Approximately 60% of patients in both groups experienced bilateral headaches on a daily basis (Table 3). Auras were more frequently reported by the IIHWOP patients (P = .035). Vertigo with or without dizziness was reported by 75% of patients in the IIHWOP group and by 55% of the patients in the IIHWP group (P = .206).
Table 3.
Headache Characteristics of Patients With Idiopathic Intracranial Hypertension With (IIHWP) and Without Papilledema (IIHWOP)

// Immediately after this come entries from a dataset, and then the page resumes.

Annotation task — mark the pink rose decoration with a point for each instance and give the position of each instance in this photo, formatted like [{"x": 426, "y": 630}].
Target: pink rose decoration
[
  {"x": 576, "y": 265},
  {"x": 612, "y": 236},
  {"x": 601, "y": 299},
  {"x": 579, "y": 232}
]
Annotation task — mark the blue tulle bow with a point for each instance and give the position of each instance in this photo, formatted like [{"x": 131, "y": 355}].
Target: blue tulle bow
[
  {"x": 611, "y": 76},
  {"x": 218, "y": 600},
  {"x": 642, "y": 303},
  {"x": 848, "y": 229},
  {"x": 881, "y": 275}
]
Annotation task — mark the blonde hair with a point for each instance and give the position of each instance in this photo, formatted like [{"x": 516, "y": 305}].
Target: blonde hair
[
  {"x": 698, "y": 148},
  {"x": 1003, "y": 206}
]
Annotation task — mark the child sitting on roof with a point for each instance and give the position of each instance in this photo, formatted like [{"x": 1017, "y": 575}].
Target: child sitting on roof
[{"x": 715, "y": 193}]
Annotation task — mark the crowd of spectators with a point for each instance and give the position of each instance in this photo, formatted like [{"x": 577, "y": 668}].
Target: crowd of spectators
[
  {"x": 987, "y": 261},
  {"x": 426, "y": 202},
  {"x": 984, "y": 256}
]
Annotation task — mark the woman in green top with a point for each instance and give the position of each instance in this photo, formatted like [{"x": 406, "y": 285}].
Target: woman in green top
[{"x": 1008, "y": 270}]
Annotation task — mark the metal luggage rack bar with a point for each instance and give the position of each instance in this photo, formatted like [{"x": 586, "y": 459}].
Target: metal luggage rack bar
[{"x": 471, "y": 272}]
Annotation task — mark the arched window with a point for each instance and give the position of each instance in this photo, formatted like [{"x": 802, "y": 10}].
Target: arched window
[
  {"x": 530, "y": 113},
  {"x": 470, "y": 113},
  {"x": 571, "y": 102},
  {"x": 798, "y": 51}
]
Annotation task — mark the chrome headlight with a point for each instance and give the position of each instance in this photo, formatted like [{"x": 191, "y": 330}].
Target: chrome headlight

| Characteristic | IIHWOP (n = 20) (%) | IIHWP (n = 20) (%) | P value |
|---|---|---|---|
| Unilateral | 8 (40) | 9 (45) | .739 |
| Bilateral | 12 (60) | 11 (55) | .739 |
| Quality: pulsating | 15 (75) | 15 (75) | 1.000 |
| Pressure/ache | 5 (25) | 5 (25) | 1.000 |
| Frequency: daily | 12 (60) | 12 (65) | .706 |
| Duration: constant | 10 (50) | 14 (70) | .206 |
| Nausea/vomiting | 13 (65) | 11 (60) | .739 |
| Photo/phonophobia | 14 (70) | 11 (55) | .366 |
| Auras reported | 11 (55) | 4 (20) | .035 |
| Vertigo/dizziness | 15 (75) | 11 (55) | .206 |
| Neck stiffness | 1 (5) | 3 (15) | .157 |
| Worse on awakening | 8 (40) | 3 (15) | .059 |
Visual acuity was similar in both groups, both at the initial and the last visit (Table 4). Loss of visual acuity was not common in either group. However, IIHWOP patients were more likely than IIHWP patients to have normal visual fields at presentation (P = .002). Those IIHWOP patients with visual field defects were more likely to have non-physiologic visual field constriction, whereas enlarged blind spots were observed more frequently in patients with IIHWP.
Table 4.
Visual Function Characteristics of Patients With Idiopathic Intracranial Hypertension With (IIHWP) and Without Papilledema (IIHWOP)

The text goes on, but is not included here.